Like many, I’m anticipating Corey Davis to make a stride forward in year two. But keeping up with the theme, Davis is far more expensive (ADP 89.9) and even if that occurs, that doesn’t mean that we need to forget about Matthews, who has been a productive player since joining the Titans. Matthews has been a WR3 or better for fantasy purposes in 15 of his 30 games played over the past two years and he scored 15 or more fantasy points in 30.8 percent of his games played in 2017, which ranked 16th at the position. Matthews carries the highest scoring upside of the Tennessee pass catchers, turning 9.3 percent of his career receptions into touchdowns.

 

DeSean Jackson – WR61 ADP 159.6

 

In bulk, Jackson’s first year in Tampa Bay was largely one to forget. Jackson set career-lows in yards per game (47.7) and yards per reception (13.4) while catching just two passes for 30 or more yards, the fewest he’s ever had in a season. Turning 32-years old in December, Jackson is being left for dead by fantasy owners while anticipating a breakout for second-year receiver Chris Godwin.
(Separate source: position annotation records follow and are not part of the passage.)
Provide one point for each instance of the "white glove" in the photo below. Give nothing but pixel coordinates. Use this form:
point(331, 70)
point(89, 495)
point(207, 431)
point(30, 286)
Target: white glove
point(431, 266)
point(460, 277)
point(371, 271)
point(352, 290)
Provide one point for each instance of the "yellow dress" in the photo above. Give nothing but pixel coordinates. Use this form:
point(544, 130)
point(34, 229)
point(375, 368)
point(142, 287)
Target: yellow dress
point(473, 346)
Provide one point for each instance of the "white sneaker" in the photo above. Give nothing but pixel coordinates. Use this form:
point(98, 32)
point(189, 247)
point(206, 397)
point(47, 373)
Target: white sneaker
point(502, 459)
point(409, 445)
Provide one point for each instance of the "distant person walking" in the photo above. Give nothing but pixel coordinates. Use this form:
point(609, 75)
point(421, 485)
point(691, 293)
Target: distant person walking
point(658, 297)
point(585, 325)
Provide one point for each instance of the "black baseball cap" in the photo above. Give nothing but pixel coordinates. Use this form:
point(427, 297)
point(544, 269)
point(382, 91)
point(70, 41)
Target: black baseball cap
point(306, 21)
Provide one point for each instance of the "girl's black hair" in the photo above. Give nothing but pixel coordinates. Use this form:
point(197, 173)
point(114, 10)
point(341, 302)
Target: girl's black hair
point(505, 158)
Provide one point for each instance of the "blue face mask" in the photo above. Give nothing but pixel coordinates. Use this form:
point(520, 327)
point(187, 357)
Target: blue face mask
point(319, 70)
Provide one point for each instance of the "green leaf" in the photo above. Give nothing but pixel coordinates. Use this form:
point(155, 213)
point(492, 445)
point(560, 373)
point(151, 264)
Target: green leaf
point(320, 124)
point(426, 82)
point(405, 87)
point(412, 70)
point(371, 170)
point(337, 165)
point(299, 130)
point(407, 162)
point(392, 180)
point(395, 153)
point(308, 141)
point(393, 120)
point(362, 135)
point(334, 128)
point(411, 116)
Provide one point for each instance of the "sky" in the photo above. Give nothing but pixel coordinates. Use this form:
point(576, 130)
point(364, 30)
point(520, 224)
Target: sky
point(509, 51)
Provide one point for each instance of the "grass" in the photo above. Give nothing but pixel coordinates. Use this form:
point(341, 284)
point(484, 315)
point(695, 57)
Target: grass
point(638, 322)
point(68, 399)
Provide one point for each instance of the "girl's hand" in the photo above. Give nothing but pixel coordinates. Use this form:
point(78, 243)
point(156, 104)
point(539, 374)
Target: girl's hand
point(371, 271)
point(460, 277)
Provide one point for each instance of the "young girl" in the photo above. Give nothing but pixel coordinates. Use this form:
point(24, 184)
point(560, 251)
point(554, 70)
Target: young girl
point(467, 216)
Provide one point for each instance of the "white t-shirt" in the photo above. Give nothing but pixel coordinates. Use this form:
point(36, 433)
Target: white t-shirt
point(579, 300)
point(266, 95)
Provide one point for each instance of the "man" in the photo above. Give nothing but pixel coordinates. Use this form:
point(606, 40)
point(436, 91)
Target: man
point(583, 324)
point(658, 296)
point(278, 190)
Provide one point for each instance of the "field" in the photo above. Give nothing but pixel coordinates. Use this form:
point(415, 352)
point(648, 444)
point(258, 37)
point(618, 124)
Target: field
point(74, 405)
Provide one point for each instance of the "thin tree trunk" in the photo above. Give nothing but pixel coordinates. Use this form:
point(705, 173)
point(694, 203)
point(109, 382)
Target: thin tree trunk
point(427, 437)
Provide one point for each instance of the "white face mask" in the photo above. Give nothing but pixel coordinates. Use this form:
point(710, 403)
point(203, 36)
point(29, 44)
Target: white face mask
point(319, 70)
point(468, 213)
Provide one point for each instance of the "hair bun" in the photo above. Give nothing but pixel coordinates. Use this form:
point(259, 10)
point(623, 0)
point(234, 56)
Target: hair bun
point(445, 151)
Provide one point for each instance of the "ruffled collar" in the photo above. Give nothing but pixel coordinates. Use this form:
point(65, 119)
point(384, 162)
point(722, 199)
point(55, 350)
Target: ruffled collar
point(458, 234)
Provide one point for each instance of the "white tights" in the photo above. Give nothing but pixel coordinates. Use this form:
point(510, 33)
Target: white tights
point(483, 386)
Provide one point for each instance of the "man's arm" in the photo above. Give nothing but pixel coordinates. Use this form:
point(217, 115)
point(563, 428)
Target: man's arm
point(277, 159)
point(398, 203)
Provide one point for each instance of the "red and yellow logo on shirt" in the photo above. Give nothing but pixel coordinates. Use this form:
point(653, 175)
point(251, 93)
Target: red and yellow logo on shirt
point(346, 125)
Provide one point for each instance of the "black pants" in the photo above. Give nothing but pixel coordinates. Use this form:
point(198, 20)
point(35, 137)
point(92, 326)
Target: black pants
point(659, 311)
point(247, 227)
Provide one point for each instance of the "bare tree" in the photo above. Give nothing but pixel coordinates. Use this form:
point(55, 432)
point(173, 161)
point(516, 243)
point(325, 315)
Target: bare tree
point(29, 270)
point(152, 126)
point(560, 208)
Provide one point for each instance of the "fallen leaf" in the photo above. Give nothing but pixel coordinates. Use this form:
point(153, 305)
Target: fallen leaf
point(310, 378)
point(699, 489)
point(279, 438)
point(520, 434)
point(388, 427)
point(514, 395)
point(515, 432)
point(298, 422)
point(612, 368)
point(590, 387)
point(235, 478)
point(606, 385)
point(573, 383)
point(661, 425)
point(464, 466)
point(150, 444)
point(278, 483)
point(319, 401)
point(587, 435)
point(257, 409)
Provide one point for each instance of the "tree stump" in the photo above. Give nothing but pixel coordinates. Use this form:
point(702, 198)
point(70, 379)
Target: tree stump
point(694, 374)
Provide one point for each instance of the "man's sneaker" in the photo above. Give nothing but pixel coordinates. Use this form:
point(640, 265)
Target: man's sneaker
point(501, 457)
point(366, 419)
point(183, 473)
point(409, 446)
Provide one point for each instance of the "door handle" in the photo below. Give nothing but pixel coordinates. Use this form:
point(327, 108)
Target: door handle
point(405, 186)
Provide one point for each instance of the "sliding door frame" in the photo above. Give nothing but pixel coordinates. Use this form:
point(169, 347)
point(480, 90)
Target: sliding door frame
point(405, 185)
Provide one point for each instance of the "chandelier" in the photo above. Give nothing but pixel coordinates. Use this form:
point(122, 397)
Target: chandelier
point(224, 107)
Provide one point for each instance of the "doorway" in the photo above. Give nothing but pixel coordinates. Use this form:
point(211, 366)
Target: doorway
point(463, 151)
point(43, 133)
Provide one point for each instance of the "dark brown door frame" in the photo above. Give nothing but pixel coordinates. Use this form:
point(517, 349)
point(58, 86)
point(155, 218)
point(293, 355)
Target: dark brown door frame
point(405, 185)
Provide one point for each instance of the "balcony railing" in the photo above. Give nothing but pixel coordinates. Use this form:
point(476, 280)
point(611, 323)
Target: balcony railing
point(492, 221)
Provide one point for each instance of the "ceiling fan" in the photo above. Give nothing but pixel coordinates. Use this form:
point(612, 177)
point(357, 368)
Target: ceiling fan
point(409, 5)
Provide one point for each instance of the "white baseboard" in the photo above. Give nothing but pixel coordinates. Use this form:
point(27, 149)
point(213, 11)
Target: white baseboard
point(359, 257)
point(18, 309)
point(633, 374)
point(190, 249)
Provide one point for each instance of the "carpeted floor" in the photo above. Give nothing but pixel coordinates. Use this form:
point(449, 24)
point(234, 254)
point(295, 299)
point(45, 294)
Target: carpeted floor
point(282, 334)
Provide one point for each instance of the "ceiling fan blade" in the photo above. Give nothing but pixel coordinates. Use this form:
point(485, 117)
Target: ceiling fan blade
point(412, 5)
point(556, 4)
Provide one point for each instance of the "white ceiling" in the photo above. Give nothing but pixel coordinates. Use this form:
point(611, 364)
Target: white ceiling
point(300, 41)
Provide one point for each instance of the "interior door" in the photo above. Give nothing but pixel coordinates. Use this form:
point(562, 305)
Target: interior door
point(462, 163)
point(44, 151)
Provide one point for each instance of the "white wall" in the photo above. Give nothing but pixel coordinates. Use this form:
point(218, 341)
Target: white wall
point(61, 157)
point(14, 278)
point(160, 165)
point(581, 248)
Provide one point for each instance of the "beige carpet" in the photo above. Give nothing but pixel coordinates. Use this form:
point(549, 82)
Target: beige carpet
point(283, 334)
I buy Godwin being more of threat to push for snaps at the Z position this season, but I digress. What if I told you Jackson was not all that bad under the surface last year? We know receivers changing teams have a sketchy track record for production, but from Weeks 2-12 (remember Tampa Bay had that Week 1 bye due to weather), Jackson was actually the WR26 in this scoring format. Jackson then injured his foot and ankle and torpedoed to end the season. It’s very well a possibility that Jackson continues to fade as an aging niche receiver, while Tampa Bay just has too many mouths to feed, but at WR61 pricing, I’m willing to kick the tires on some of what Dirk Koetter is selling on Jackson’s 2017 season as well as being impacted by Winston’s shoulder injury and ineffectiveness.

 

Tyler Lockett – WR71 ADP 196.2

 

As we enter what could be the third consecutive season of “this is the year” for Lockett, at least he comes at bottom of the barrel pricing. Turning 26-years old in the opening month of this upcoming season, Lockett managed just two touchdowns and 555 receiving yards in a season in which his quarterback paced his position in fantasy output. Not great, Bob. But Lockett is strictly a play on his cost in conjunction with Seattle losing so may targets from their 2017 campaign. With Jimmy Graham (96 targets) and Paul Richardson (80) both leaving Seattle via free agency, the Seahawks have little behind Lockett in Marcus Johnson, Jaron Brown, Amara Darboh and Tanner McEvoy. They should be expected to select a wideout in this upcoming draft, but Lockett should be expected to set a career-high in opportunity in 2018 regardless of another inexperienced addition to the fold.